Pengenalan Pola Motif Kain Songket Lombok Menggunakan Ekstraksi Fitur LBP, GLCM dan Metode K-Nearest Neighbor

  • Puspadevi Anggotra Mahasiswa
  • Agus Muliantara Udayana University
  • I Dewa Made Bayu Atmaja Darmawan Udayana University
  • I Gusti Ngurah Anom Cahyadi Putra Udayana University

Abstract

Lombok's original songket cloth is an example of regional culture that attracts tourists to Lombok. The way the fibers and middle flowers are arranged which are characteristic of each motif can be used to differentiate one motif from another.

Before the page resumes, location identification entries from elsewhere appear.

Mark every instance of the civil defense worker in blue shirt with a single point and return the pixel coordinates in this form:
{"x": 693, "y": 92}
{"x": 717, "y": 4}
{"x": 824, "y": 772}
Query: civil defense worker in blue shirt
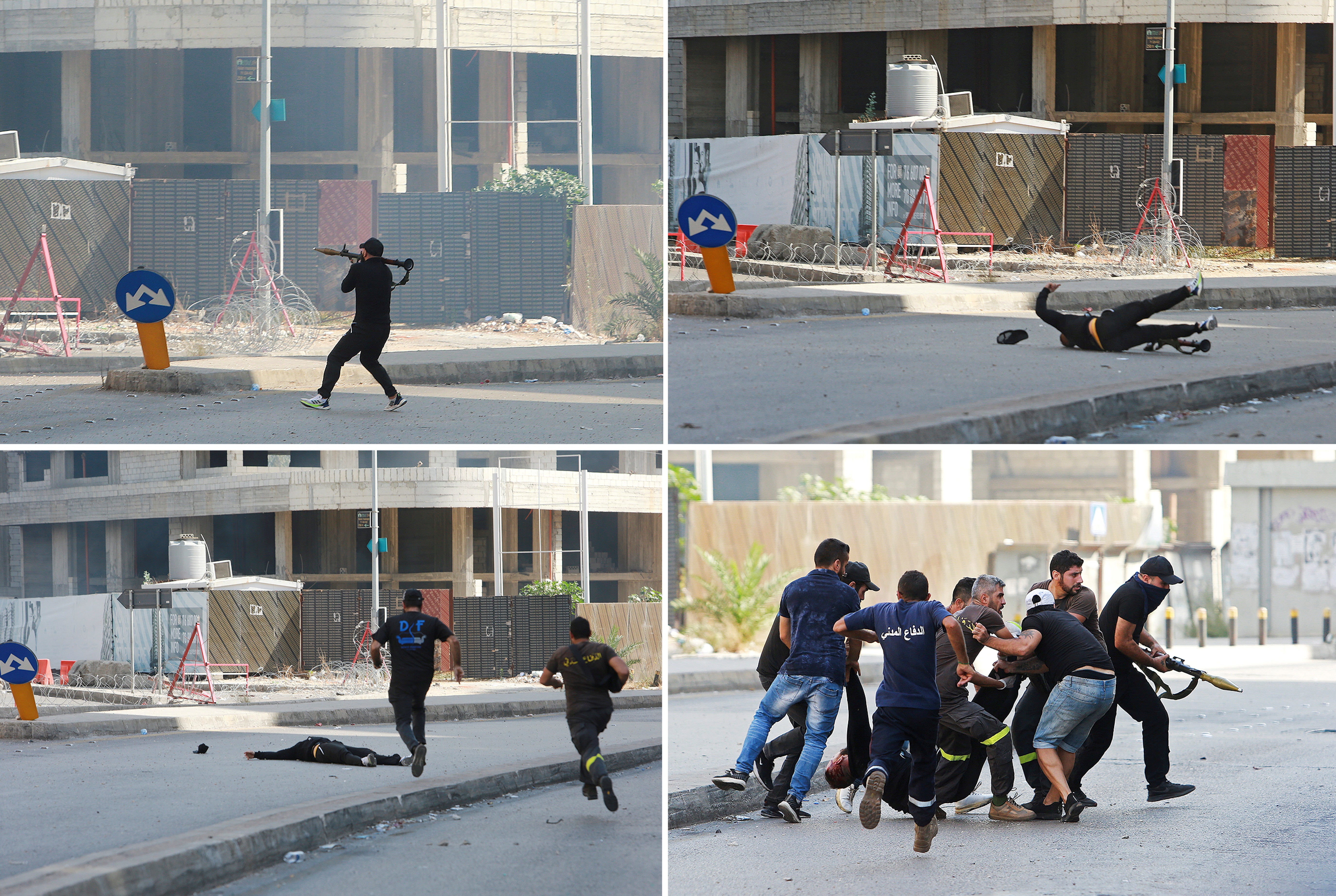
{"x": 814, "y": 672}
{"x": 908, "y": 702}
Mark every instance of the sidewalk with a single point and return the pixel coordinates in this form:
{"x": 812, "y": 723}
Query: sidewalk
{"x": 372, "y": 711}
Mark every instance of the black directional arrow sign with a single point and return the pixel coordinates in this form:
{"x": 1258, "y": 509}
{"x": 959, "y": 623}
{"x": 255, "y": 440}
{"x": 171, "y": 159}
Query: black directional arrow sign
{"x": 857, "y": 142}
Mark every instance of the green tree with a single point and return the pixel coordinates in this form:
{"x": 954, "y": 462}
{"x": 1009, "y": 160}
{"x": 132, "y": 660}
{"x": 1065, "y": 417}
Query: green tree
{"x": 647, "y": 296}
{"x": 540, "y": 182}
{"x": 737, "y": 601}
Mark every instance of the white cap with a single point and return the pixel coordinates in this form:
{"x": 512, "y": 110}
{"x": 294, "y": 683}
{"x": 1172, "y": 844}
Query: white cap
{"x": 1039, "y": 597}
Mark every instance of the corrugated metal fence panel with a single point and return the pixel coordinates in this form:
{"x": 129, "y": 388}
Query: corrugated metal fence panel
{"x": 256, "y": 628}
{"x": 1304, "y": 202}
{"x": 484, "y": 631}
{"x": 1009, "y": 185}
{"x": 542, "y": 626}
{"x": 87, "y": 233}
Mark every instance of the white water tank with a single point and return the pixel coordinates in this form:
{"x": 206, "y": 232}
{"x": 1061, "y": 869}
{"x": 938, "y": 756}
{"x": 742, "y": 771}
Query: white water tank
{"x": 912, "y": 89}
{"x": 186, "y": 559}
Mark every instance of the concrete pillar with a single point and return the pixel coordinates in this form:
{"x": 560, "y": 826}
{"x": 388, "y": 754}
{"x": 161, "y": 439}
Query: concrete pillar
{"x": 741, "y": 87}
{"x": 818, "y": 83}
{"x": 1044, "y": 71}
{"x": 284, "y": 544}
{"x": 376, "y": 117}
{"x": 62, "y": 572}
{"x": 75, "y": 103}
{"x": 1290, "y": 83}
{"x": 957, "y": 476}
{"x": 462, "y": 552}
{"x": 1190, "y": 55}
{"x": 495, "y": 149}
{"x": 1119, "y": 53}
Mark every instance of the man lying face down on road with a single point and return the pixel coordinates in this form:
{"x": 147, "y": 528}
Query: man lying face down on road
{"x": 323, "y": 750}
{"x": 1120, "y": 329}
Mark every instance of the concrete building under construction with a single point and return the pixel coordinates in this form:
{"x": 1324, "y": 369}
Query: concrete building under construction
{"x": 750, "y": 67}
{"x": 158, "y": 85}
{"x": 83, "y": 523}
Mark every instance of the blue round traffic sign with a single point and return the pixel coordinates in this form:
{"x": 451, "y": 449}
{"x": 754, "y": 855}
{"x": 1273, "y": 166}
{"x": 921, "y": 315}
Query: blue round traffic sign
{"x": 707, "y": 221}
{"x": 18, "y": 664}
{"x": 145, "y": 297}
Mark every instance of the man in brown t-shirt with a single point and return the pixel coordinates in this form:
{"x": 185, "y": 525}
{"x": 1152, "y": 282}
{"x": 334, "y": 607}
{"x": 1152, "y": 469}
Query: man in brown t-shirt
{"x": 964, "y": 723}
{"x": 1068, "y": 588}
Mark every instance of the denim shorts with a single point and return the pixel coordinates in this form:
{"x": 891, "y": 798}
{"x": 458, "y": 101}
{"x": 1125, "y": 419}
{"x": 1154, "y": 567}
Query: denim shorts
{"x": 1072, "y": 711}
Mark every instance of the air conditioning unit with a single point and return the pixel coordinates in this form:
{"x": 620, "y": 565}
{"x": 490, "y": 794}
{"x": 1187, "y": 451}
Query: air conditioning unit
{"x": 959, "y": 105}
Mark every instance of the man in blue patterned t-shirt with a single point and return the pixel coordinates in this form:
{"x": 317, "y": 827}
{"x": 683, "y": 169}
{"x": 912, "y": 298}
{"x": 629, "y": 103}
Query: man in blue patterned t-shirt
{"x": 814, "y": 672}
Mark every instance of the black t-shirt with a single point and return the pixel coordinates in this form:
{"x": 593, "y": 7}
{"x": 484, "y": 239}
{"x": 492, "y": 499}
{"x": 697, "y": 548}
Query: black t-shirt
{"x": 584, "y": 675}
{"x": 773, "y": 655}
{"x": 1133, "y": 601}
{"x": 412, "y": 640}
{"x": 1065, "y": 644}
{"x": 372, "y": 281}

Therefore, this research was conducted to introduce the names of Lombok songket cloth motifs to the general public by utilizing machine learning technology to recognize patterns of Lombok songket cloth motifs by extracting Gray Level Co-occurrence Matrix (GLCM), Local Binary Pattern (LBP) and K-Nearest Neighbor (KNN). The total data used is 60 data with 6 Lombok songket motifs which are divided into training data and test data. The best accuracy obtained when combining GLCM and LBP features is 83.33%. Obtained using the GLCM dissimilarity, correlation, homogeneity and contrast features, all GLCM tangles (00, 450, 900, 1350) at k=1.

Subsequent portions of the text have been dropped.